İşbu noktaya gelince, söz tükeniyor, söz yerini sözlerin şahına terk ediyor ve dillere Kevser tadında tek bir kelime dokunuyor: Kur’an.

Ahlaksız ve anlamsız cinnet uygarlığının krize soktuğu insanlığı bu krizden başka ne kurtarabilir ki? Bu noktada, Kur’an adına, Kur’an’ı anlama, anlatma, yaşama ve yaşatma adına yapılacak her çalışma daha bir anlam kazanıyor.

İşte önümüzdeki günlerde böylesi bir çabaya ev sahipliği yapacak Kayseri.
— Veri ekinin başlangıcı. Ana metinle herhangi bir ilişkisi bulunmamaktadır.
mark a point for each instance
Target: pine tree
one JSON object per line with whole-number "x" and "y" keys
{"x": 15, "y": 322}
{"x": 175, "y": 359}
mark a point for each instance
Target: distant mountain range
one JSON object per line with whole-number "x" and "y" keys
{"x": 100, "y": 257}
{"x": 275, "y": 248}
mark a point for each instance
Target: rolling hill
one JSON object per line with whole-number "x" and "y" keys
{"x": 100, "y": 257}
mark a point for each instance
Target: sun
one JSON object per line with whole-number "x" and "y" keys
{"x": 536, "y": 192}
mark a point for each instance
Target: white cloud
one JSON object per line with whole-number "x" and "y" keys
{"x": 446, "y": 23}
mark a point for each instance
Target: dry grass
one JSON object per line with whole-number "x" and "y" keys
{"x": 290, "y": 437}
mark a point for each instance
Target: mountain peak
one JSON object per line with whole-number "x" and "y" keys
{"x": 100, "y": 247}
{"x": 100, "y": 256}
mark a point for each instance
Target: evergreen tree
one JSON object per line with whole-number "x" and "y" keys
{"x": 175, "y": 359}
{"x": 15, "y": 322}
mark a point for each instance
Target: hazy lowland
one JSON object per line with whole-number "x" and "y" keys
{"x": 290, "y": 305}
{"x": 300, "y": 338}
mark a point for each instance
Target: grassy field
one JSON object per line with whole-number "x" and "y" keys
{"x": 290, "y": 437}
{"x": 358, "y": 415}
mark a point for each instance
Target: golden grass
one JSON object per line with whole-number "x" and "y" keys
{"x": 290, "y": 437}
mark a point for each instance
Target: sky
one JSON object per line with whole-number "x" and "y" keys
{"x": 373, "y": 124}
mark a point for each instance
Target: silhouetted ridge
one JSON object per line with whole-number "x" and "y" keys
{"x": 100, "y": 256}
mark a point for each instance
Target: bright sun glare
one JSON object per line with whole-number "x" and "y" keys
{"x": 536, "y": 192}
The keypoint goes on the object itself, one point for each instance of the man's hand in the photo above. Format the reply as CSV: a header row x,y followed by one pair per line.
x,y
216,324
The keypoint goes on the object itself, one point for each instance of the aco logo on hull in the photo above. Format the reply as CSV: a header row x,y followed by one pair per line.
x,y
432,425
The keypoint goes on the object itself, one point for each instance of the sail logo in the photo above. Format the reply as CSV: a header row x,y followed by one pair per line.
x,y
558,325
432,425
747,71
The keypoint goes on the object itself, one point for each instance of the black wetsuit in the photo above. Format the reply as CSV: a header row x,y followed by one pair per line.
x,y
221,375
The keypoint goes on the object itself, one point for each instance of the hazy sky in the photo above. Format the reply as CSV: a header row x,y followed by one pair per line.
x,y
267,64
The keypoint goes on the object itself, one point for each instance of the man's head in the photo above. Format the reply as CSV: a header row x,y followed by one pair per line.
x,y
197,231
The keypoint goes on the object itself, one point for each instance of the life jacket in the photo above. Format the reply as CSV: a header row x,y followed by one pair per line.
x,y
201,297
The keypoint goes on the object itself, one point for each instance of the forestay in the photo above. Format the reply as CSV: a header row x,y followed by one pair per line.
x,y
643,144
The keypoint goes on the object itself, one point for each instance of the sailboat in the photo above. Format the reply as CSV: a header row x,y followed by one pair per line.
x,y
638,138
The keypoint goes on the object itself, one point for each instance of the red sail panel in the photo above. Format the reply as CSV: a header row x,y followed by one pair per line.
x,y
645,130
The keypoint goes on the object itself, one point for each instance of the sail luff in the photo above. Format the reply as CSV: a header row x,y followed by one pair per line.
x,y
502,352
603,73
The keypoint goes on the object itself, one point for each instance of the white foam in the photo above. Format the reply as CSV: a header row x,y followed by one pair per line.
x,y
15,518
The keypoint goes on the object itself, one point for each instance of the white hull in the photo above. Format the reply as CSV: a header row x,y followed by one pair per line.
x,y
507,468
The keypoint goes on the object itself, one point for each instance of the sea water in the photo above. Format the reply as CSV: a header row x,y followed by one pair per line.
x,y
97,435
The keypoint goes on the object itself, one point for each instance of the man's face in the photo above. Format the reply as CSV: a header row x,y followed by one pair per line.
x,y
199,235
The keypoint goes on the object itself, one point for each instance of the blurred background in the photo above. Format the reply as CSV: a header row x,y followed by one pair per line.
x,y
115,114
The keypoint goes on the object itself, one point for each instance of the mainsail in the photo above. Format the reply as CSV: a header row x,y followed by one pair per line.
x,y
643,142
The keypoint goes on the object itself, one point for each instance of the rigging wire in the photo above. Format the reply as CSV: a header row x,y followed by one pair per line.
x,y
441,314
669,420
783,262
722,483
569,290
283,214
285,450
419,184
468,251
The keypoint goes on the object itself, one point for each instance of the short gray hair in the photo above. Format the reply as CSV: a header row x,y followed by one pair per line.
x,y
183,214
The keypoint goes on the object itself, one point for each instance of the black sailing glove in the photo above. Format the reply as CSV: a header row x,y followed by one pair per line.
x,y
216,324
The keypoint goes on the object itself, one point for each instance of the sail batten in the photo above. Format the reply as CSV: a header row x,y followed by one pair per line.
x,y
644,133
Erciyes’in eteğinde Kur’an iklimi esecek. 15-16 Mayıs tarihinde Fecr Yayınevi geleneksel Kur’an sempozyumlarının yedincisini Kayseri Şehir Tiyatrosu salonunda gerçekleştirecek.

Sempozyumun bu yılki konusu “Kur’an ve Müslümanlar”. Şu içinden geçtiğimiz karanlık zamanlarda ışığın kaynağına yolculuk anlamına gelen bu sempozyumun katılımcıları arasında Hayri Kırbaşoğlu, Bünyamin Erul, Mustafa İslamoğlu, Burhaneddin Tatar, Said Şimşek, Mehmet Paçacı, Zeki Duman, Halit Ünal, Tahsin Görgün, Hayati Hökelekli, M. Önal Mengüşoğlu, Turan Koç gibi daha birçok akademisyen ve araştırmacı bulunuyor.

Gitgide ilkesizleşen ve “daha çok kazanmak için her şey mubah” sloganının her geçen gün daha bir revaç bulduğu yayıncılık alanında kalıcı olana talip olan Fecir Yayınevi’ni, bu hayırlı faaliyetinden dolayı kutlamak gerek.

Gücün ve güçlünün zorbalıkla sözünü dinlettiği bir dünyada, sözün gücünü önemseyip onu tekrar güçlü kılma yolunda çaba gösterdikleri için?

Etle tırnağı, tohumla toprağı buluşturur gibi, insanla onun mutluluğunun adresini gösteren ilahi mesajı buluşturduğu için…

Kur’an, güce, kula, egosuna ve eşyaya kul olmak istemeyen her onur sahibinin aradığı tek sahici kapıdır. Onu önce anlamak ve yaşamak, sonra da “asrın idrakine söyletmek” ona inanan, onunla inşa olan, onunla inşa eden şahsiyetlere düşüyor.